O país dos que não têm irmãos

Por johanna nublat

“E você tem irmãos?” é uma pergunta que eu canso de fazer aos chineses jovens com quem converso, para logo em seguida pensar que a pergunta é indevida por conta da famosa política do filho único.

Também sempre me sobressalto quando vejo uma mãe chinesa puxando duas crianças.

Mas não é bem assim, e pensar que “os chineses” não têm irmãos é obviamente um erro (proposital, no caso do título deste post).

A política do filho único foi implementada, na China, em 1979. Naquele momento, o país era a casa de um quarto da população mundial, sendo que dois em cada três chineses tinham menos de 30 anos –e, assim, ainda teriam filhos.

Para complicar, a população tinha disponível 7% das terras cultiváveis do planeta, segundo informa o artigo “The effect of China’s one-child family policy after 25 years”, de 2005, de Therese Hesketh, Li Lu e Zhu Wei Xing.

Segundo os autores, de forma geral, a política de 1979 estabeleceu o limite de um filho por casal nas áreas urbanas e para funcionários do governo, com poucas exceções.

Quem vivia nas cidades, só poderia ter o segundo filho caso tanto o marido quanto a mulher fossem filhos únicos, algo pouco comum no país, no final do século passado. Outra exceção era para primeiros filho nascidos com alguma deficiência.

No campo, que, naquela época abrigava mais de 70% da população, a política era mais relaxada, permitindo um segundo filho caso o primeiro fosse uma menina e desde que houvesse um espaçamento de alguns anos entre um e outro. Minorias étnicas e pessoas que viviam em regiões despovoadas poderiam ter até um terceiro. Expliquei de forma geral, já que há variações locais na aplicação da política.

Quem descumpre essas regras está sujeito a multas pesadíssimas, impossíveis de serem pagas pela maioria dos chineses.

Entre 1979 e 2004, a China viu a taxa de filhos por mulher cair de 2.9 para 1.7, abaixo do índice para reposição populacional. E uma queda ainda mais sensível ocorreu, segundo os autores do artigo, nos primeiros anos da década de 70, quando uma primeira política de redução da natalidade foi aplicada, orientando as famílias a ter menos filhos, mais tarde e de forma mais espaçada.

Desde então, o governo calcula ter reduzido o número de nascimentos em 400 milhões –em uma população que passa, hoje, de 1,3 bilhão.

Em um texto publicado no ano passado, o professor de Harvard Martin King Whyte ressalva que a expansão econômica chinesa das últimas décadas, muito provavelmente, já teria o impacto de reduzir de forma importante as taxas de filhos por mulher.

“As relativamente baixas taxas de fertilidade, hoje, na China se devem menos à implementação forçada da política de filho único, e mais aos incentivos normais produzidos pelo aumento de renda e de nível educacional”, diz ele no texto.
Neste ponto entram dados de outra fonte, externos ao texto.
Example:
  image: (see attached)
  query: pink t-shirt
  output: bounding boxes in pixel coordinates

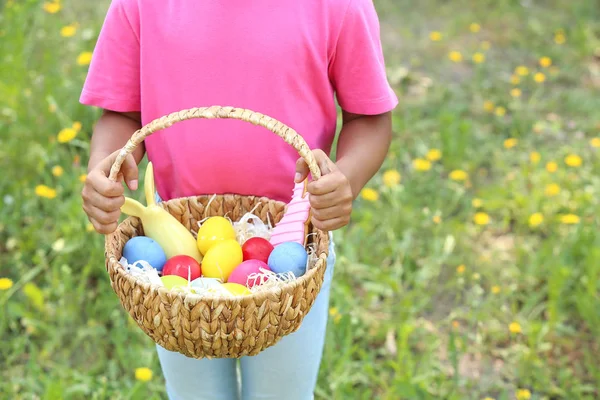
[81,0,398,203]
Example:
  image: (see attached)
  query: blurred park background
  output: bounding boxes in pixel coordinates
[1,0,600,399]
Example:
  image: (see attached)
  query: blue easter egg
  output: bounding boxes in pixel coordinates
[123,236,168,272]
[267,242,308,278]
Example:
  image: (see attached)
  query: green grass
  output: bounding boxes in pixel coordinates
[1,0,600,399]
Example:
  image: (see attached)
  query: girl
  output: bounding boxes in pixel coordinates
[80,0,397,399]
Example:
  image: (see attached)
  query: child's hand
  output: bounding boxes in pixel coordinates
[82,150,139,234]
[295,150,353,231]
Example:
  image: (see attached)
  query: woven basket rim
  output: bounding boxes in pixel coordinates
[105,194,329,306]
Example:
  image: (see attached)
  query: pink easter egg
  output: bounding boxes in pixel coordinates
[227,260,270,288]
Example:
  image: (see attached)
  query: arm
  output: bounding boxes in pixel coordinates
[335,110,392,198]
[295,110,392,231]
[88,110,145,171]
[82,110,144,234]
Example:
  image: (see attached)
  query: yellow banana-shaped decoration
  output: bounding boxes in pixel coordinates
[121,162,202,263]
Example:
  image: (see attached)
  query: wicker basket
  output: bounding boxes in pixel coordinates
[104,106,329,359]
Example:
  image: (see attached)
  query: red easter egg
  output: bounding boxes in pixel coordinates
[242,237,274,263]
[162,255,202,281]
[228,260,270,288]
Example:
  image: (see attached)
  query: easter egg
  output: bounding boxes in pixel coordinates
[228,260,270,288]
[163,255,202,281]
[202,239,243,281]
[160,275,189,292]
[123,236,168,272]
[268,242,308,278]
[222,282,252,296]
[190,277,222,294]
[242,237,274,264]
[197,216,236,255]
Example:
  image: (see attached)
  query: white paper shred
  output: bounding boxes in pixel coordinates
[119,257,163,286]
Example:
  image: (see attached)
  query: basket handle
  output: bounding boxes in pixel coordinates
[108,106,322,182]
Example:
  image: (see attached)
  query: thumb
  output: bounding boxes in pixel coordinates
[295,157,310,183]
[121,154,139,191]
[295,150,333,183]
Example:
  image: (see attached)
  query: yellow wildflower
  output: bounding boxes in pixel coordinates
[516,389,531,400]
[472,52,485,64]
[544,183,561,197]
[135,368,153,382]
[495,106,506,117]
[510,75,521,85]
[449,170,468,181]
[504,138,518,149]
[472,198,483,208]
[469,23,481,33]
[60,24,77,38]
[472,273,481,280]
[448,51,463,62]
[546,161,558,173]
[529,151,541,164]
[480,41,491,50]
[426,148,442,161]
[413,158,432,171]
[515,66,529,76]
[474,212,490,225]
[528,213,544,227]
[77,51,93,66]
[590,138,600,148]
[483,101,495,112]
[560,214,580,224]
[456,265,466,274]
[534,72,546,83]
[429,31,442,41]
[452,320,460,328]
[35,185,57,199]
[564,154,582,167]
[382,170,401,187]
[0,278,14,290]
[509,321,522,334]
[539,57,552,68]
[42,2,61,14]
[57,128,77,143]
[491,285,501,294]
[361,188,379,202]
[329,307,342,324]
[51,166,64,177]
[432,215,441,224]
[510,88,522,98]
[554,32,566,44]
[72,121,82,132]
[483,397,495,400]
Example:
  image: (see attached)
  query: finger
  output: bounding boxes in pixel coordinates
[308,172,349,196]
[83,203,122,225]
[311,215,350,231]
[122,154,139,190]
[82,188,125,213]
[88,170,124,197]
[312,149,334,176]
[311,204,351,221]
[295,157,310,183]
[89,217,118,235]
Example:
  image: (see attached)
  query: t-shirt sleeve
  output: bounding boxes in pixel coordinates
[329,0,398,115]
[79,0,141,112]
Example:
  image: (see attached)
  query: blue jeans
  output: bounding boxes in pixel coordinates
[155,193,336,400]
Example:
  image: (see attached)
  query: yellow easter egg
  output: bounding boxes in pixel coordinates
[197,216,237,255]
[202,239,243,281]
[160,275,189,292]
[222,282,252,296]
Talvez seja desnecessário lembrar que a política do filho único é vista, por muitos, como uma aberração, causa de desequilíbrio entre o número de homens e mulheres, e desrespeito de direitos humanos por práticas associadas a ela –como abortos e esterilizações forçados, assassinato ou abandono de meninas recém-nascidas, etc.

Esse mês, foi noticiado que a flexibilização da política do filho único, feita pelo governo chinês em 2013, atraiu pouco interesse dos jovens casais chineses. Segundo a nova regra, podem ter o segundo filho casais em que a mulher ou o homem (e não mais ambos) é filho único.

Na avaliação do professor de Harvard, de qualquer forma, essa flexibilização teria pouco impacto demográfico, pois seriam poucos os casais elegíveis (já que, muitas vezes, tanto a mulher como o marido não têm irmãos) e não há mudanças para quem vive no campo. Assim, o grande avanço anunciado, continua, é político e simbólico.

Esse assunto tem inúmeras ramificações, sociais, econômicas, de comportamento. Não mencionei, por exemplo, a dor e o desamparo dos pais que perderam o filho único, ou a gigantesca pressão exercida pela família sobre o único filho (e único neto). Prometo voltar ao assunto.